24 hours in beautiful Cedar Key

New prints capture beauty of Gulf Coast

I had never heard of Cedar Key, Florida, until last week while searching for somewhere to spend some time between Bassmaster Elite Series events. I came across it on Google Maps, and then a buddy who once lived in the Sunshine State promised me I would love it.

He was so right!

I arrived in the quaint little fishing village about noon, grabbed lunch at a small diner on the main strip and asked a local for lodging recommendations. Moments later I was checking in to the Beach Front Motel.

Then I started driving around. On the way in I had seen mud flats lining the one road leading to Cedar Key, and it looked like there was trash everywhere. Turns out those areas of "garbage" were actually clams, for which Cedar Key is famous. The motel owner told me clams are big business and are shipped all over the country to "rich people."

The natural beauty of the area was amazing, with rich tidal beaches and flats everywhere. No matter where I went, the trademark clam beds were present.

The challenge was finding locations to shoot. While not quite as developed as Florida's Atlantic Coast, the islands had houses lining much of the seashore — and private property signs were everywhere.

I finally found a place to shoot sunrise the next morning. It was a beautiful pool of water trapped by a clam bed with a mangrove tree in the background and two of the nearby islands on the horizon. I shot a really nice daytime photo of the scene and moved on to locate a sunset spot for the evening.

Honestly, I started to panic a bit. You see, clouds that promised a wonderful sunset formed as the afternoon aged, so I just had to find a perfect spot to set up.

I finally noticed a sign pointing to the Cedar Key Railroad Trestle Nature Trail, so I pulled into a spot and made the short hike to the end of the trail. The walk was stunning, through thick forests of mangrove trees. The trail ended at a bayou that had some potential, but I wasn't just blown away by the scene.

As I walked back to the truck, I spied something on the edge of the mangroves on the sunset side of the trail. I picked my way through the trees to find an old pier that had fallen into the mud flat.

It was the perfect setup. Clam beds were scattered over the mud flat, and puddles of water were trapped. I knew if the skies really lighted up those puddles would provide wonderful reflections.

I was right. As I stood on that old wooden platform (which was covered with mud and prone to breaking under my feet), the setting sun threw beautiful colors across the clouds.

The final print, "Low Tide at Cedar Key," is simply amazing!

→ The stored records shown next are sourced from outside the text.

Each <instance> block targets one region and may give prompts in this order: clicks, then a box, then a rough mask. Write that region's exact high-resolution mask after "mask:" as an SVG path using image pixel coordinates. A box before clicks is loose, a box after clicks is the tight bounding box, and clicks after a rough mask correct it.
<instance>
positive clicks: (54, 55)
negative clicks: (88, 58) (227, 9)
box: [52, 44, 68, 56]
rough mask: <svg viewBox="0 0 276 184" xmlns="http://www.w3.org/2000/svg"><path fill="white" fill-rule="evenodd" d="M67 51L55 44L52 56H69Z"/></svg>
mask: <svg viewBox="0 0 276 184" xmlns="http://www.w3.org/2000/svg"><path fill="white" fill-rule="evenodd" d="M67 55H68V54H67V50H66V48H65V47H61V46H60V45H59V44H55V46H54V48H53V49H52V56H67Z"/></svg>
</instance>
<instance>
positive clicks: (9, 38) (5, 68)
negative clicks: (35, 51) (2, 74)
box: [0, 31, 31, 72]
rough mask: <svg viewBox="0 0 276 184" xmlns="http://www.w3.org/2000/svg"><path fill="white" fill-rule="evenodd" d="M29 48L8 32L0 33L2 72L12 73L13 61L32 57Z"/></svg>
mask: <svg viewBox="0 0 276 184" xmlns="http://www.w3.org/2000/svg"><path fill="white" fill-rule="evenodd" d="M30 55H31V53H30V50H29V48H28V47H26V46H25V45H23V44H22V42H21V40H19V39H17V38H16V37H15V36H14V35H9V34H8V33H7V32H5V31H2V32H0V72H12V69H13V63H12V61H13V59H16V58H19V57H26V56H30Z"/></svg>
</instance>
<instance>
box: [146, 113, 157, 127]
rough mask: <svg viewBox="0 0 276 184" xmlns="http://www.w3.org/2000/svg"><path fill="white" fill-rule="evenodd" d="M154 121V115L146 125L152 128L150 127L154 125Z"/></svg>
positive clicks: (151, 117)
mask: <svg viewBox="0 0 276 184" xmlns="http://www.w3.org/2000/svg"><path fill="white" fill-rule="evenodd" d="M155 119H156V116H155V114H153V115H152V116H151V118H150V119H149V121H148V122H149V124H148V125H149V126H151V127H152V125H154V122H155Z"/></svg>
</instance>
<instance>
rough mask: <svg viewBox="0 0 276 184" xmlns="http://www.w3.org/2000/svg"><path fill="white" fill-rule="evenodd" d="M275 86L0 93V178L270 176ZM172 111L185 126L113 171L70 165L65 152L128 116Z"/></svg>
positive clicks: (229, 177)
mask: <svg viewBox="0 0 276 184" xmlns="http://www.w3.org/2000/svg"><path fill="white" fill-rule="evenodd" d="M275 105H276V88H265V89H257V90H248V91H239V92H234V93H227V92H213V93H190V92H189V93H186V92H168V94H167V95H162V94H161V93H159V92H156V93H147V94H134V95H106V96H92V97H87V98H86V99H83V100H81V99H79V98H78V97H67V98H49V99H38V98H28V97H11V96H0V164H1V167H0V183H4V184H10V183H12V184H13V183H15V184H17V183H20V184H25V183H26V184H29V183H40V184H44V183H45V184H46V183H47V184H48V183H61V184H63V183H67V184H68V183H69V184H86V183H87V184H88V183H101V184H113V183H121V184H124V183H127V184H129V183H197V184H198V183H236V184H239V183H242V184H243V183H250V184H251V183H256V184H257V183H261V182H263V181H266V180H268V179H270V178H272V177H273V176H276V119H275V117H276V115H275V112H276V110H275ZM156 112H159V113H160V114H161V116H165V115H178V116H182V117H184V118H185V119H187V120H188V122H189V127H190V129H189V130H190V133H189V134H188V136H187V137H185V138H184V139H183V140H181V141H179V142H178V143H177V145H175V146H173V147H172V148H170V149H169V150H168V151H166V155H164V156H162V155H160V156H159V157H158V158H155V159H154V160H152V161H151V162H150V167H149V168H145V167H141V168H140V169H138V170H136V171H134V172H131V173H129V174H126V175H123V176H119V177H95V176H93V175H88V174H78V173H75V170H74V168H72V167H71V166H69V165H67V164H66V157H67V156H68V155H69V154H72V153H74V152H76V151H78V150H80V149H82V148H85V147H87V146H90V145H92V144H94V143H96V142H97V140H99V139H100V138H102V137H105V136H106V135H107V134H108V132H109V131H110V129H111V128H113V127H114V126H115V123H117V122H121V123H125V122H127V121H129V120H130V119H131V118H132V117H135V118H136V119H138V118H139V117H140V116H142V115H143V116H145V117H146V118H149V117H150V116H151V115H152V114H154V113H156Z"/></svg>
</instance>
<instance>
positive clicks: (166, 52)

Sunrise took my breath away

My eyes popped open at 3:30 a.m. the next day. I don't know why, but I just couldn't get back to sleep. So I brewed a pot of Community Coffee, and worked up "Low Tide at Cedar Key." It was just a 10-minute drive to that sunrise location, so I had a lot of time to burn (sunrise wasn't until 7:20!).

By 5:45 a.m., I couldn't stand it anymore. I downed the last of the coffee and walked to my truck. 

I parked on the side of the road almost an hour before the first hint of light edged the horizon.

It was fortunate I was so early. I was setting up exactly as I planned the day before, and then I realized the sun would not rise where I calculated. Sure, I could have tried to get indirect color on the southern horizon, but a large cloud bank there made me worry it just wouldn't work.

So I had to refigure my composition. I hurried closer to the mangrove tree, and found a really nice scene that would show off iconic Florida tree and some clams on the beach. And I could use the tree to hide the town's water tower. Perfect!

The resulting print, "Cedar Key Sunrise," is one that will always trigger memories of standing on that beach and watching the sun cast beautiful colors over the scene.

Other beautiful photos

While my focus was capturing sunrise and sunset, I created a couple of other prints that captured the beauty outside those few magical minutes.

While scouting for the sunrise photo session, I shot the scene at the mouth of Daughtry Bayou with wonderful clouds above and a small reflective pool of water trapped by a clam reef. I titled this gorgeous print "Daughtry Bayou Lagoon" (scroll down to see it).

The next morning after the sunrise color faded, I repositioned to capture the amazing morning sunlight on the mangrove and clumps of clams. "Mangrove in the Morning" is such a beautiful print!

I had to be in Tavares, Florida, that afternoon, so I decided I was going to head that way immediately after securing the early morning sots.

And I almost made it out of the area. However, at as I drove northeast on Highway 24, I passed a little dirt road beside a sign reading "Lukens Tract, Cedar Keys National Wildlife Refuge." Yeah, I quickly turned into the refuge just to see what was there.

Fifteen minutes later I was standing on the edge of a wonderful pond surrounded by marsh grass. I set up and created "Cedar Keys Pond." Scroll down to see this beautiful print

The trip resulted in five gorgeous prints: I made the 1 1/2-hour drive with a smile on my face.